It is important to consider NoData values when performing calculations on our data. For example, R will not properly calculate certain functions if there are NA values in the data, unless we explicitly tell it to ignore them.

# calculate mean of air temperature
mean(harMet15.09.11$airt)

## [1] NA

# are there NA values in our data?
sum(is.na(harMet15.09.11$airt))

## [1] 2

R will not return a value for the mean as there NA values in the air temperature column. Because there are only 2 missing values (out of 105,108) for air temperature, we aren't that worried about a skewed 3 year mean. We can tell R to ignore noData values in the mean calculations using na.rm= (NA.remove).

# calculate mean of air temperature, ignore NA values
mean(harMet15.09.11$airt, 
     na.rm=TRUE)

## [1] 8.467904

We now see that the 3-year average air temperature is 8.5°C.
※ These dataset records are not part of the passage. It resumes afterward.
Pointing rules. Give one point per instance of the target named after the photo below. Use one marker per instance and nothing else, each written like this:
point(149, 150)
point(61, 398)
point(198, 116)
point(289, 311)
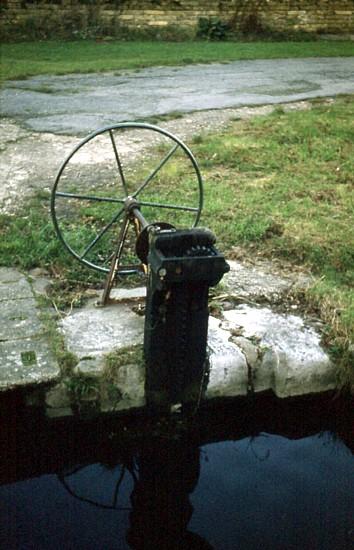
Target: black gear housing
point(183, 265)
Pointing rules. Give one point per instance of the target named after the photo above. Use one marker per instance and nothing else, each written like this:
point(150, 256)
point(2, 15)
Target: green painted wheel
point(105, 168)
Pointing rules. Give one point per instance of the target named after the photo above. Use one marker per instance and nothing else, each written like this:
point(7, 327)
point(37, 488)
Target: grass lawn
point(25, 59)
point(279, 186)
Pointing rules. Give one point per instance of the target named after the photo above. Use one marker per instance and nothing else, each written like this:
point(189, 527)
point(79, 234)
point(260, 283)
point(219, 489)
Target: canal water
point(254, 474)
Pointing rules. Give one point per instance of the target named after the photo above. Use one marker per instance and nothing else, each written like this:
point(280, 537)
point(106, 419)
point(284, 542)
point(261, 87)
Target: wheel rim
point(92, 184)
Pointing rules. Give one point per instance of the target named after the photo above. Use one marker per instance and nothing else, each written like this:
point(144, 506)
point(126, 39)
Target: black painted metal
point(183, 265)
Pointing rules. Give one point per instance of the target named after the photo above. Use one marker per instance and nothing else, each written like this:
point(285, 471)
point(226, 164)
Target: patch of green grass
point(282, 186)
point(24, 59)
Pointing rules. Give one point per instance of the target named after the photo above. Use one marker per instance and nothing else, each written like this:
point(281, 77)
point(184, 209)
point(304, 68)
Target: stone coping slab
point(25, 356)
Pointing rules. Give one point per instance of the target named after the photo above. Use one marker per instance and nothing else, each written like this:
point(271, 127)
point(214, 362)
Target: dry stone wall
point(326, 16)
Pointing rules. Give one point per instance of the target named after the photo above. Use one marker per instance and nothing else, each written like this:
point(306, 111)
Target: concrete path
point(78, 104)
point(25, 357)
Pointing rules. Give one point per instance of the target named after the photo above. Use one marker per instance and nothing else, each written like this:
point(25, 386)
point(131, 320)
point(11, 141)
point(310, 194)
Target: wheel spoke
point(100, 235)
point(171, 206)
point(119, 164)
point(154, 172)
point(88, 197)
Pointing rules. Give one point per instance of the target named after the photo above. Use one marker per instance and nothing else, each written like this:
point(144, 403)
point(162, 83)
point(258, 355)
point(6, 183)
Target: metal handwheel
point(100, 176)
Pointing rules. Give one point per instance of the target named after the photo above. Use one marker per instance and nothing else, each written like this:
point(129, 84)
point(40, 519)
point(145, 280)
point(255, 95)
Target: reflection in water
point(212, 486)
point(161, 507)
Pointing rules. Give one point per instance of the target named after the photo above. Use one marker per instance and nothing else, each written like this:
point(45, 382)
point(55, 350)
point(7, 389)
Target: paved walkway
point(78, 104)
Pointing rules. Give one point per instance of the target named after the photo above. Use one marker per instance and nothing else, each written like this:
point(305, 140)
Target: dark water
point(264, 474)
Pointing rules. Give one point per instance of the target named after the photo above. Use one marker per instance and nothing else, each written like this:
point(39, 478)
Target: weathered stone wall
point(330, 16)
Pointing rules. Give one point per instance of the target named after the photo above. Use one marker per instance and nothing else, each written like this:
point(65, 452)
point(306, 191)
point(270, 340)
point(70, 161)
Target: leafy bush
point(212, 29)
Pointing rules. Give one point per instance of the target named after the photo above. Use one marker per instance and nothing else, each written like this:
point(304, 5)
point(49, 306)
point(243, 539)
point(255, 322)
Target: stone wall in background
point(111, 16)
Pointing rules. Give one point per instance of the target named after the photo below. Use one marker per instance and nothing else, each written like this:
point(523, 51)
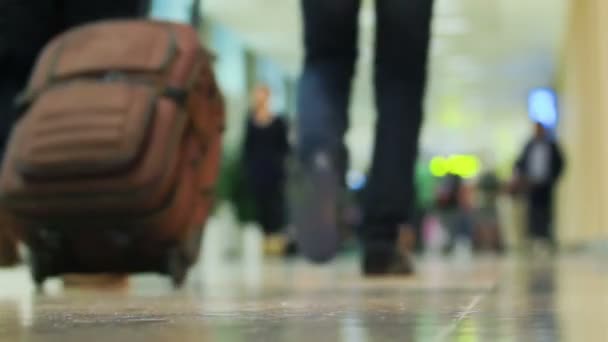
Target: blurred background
point(494, 68)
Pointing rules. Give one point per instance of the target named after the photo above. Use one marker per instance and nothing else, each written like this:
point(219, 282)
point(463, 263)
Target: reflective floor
point(464, 299)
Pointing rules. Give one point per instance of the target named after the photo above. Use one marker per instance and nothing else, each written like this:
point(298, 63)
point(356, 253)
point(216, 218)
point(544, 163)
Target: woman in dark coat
point(265, 152)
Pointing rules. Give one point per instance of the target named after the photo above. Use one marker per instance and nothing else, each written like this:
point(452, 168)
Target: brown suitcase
point(112, 166)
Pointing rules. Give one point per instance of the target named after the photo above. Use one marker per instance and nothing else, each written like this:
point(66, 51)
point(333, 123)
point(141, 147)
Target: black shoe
point(385, 258)
point(315, 211)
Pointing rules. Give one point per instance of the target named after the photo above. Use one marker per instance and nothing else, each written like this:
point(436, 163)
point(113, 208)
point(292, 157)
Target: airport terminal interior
point(494, 68)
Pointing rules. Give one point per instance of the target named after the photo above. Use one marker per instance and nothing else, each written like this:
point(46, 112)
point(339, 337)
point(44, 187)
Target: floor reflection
point(485, 299)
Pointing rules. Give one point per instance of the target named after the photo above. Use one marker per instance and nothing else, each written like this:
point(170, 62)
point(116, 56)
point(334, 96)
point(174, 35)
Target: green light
point(439, 167)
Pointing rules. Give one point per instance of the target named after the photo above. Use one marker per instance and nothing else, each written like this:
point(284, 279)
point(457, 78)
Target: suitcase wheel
point(40, 268)
point(177, 267)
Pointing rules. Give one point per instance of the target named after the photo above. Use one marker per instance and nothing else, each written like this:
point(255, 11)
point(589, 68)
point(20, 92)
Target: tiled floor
point(485, 299)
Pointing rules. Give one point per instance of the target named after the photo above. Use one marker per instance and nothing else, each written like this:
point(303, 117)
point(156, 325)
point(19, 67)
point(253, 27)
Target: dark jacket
point(555, 169)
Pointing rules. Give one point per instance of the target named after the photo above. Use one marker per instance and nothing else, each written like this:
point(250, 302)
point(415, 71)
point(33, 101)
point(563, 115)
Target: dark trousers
point(540, 214)
point(27, 25)
point(402, 42)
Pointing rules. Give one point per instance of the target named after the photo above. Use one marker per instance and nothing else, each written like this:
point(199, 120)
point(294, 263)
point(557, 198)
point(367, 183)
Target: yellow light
point(465, 166)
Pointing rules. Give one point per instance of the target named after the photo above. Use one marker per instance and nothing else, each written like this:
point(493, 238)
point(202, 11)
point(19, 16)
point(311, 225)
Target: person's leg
point(402, 42)
point(330, 40)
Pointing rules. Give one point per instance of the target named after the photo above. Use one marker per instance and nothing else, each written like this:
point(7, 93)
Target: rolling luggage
point(112, 164)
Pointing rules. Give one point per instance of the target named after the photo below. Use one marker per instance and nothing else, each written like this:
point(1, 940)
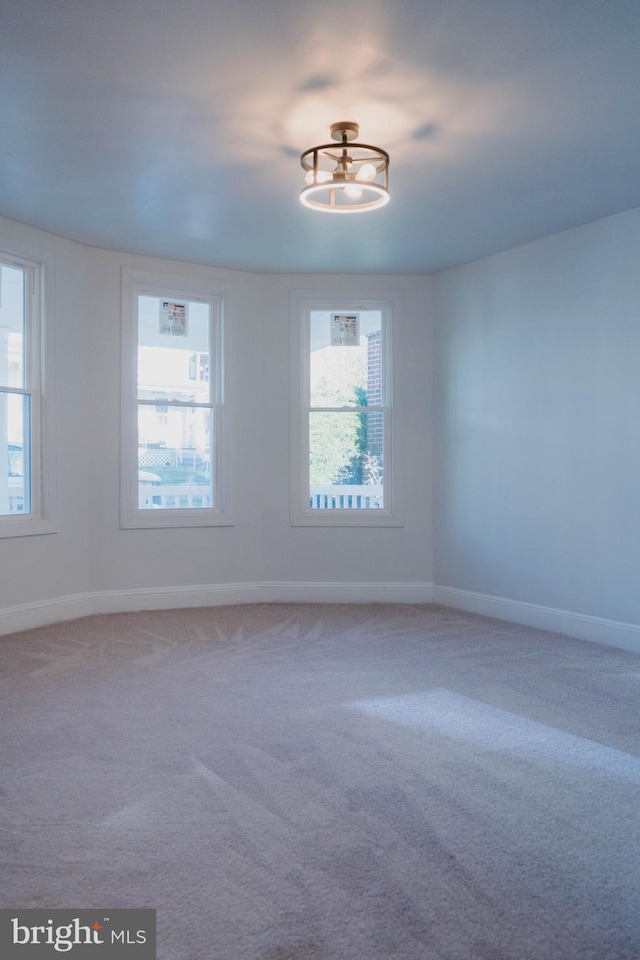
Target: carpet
point(327, 782)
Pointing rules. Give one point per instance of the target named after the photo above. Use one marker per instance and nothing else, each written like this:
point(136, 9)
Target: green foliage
point(338, 379)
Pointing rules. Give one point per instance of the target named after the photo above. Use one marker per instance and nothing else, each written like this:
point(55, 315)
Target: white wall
point(90, 554)
point(537, 480)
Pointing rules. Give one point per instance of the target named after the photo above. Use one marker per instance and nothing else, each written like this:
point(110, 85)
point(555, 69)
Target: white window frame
point(38, 266)
point(301, 304)
point(136, 283)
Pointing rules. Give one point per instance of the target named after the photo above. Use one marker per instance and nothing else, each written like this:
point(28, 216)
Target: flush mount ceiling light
point(351, 178)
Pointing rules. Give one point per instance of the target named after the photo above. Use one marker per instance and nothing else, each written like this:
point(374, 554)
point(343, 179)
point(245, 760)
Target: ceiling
point(174, 127)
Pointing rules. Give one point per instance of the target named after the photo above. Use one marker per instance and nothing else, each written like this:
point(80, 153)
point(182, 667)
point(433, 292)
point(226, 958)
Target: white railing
point(174, 496)
point(346, 496)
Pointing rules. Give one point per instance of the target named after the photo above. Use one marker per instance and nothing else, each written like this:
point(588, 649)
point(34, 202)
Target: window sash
point(302, 306)
point(137, 284)
point(31, 518)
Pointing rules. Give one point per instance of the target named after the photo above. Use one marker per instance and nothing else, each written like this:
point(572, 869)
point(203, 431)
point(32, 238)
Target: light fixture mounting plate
point(345, 130)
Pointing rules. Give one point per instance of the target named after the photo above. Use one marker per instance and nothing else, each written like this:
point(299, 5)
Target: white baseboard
point(43, 612)
point(597, 629)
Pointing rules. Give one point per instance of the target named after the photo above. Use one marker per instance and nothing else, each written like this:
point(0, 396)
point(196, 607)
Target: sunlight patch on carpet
point(448, 714)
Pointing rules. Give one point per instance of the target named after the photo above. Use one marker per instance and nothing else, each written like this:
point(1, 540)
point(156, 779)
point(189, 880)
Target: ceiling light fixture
point(352, 180)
### Challenge: Import, Understand Metadata, and Clean a Data Set We have been using the 15-minute data from the Harvard Forest. However, overall we are interested in larger scale patterns of greening-up and browning-down. Thus a daily summary is sufficient for us to see overall trends.
  1. Import the Daily Meteorological data from the Harvard Forest (if you haven't already done so in the Intro to Time Series Data in R tutorial.)
  2. Check the metadata to see what the column names are for the variable of interest (precipitation, air temperature, PAR, day and time ).
  3. If needed, convert the data class of different columns.
  4. Check for missing data and decide what to do with any that exist.
  5. Subset out the data for the duration of our study: 2009-2011. Name the object "harMetDaily.09.11".
  6. Export the subset to a .csv file.
  7. Create a plot of Daily Air Temperature for 2009-2011. Be sure to label, x- and y-axes. Also give the plot a title!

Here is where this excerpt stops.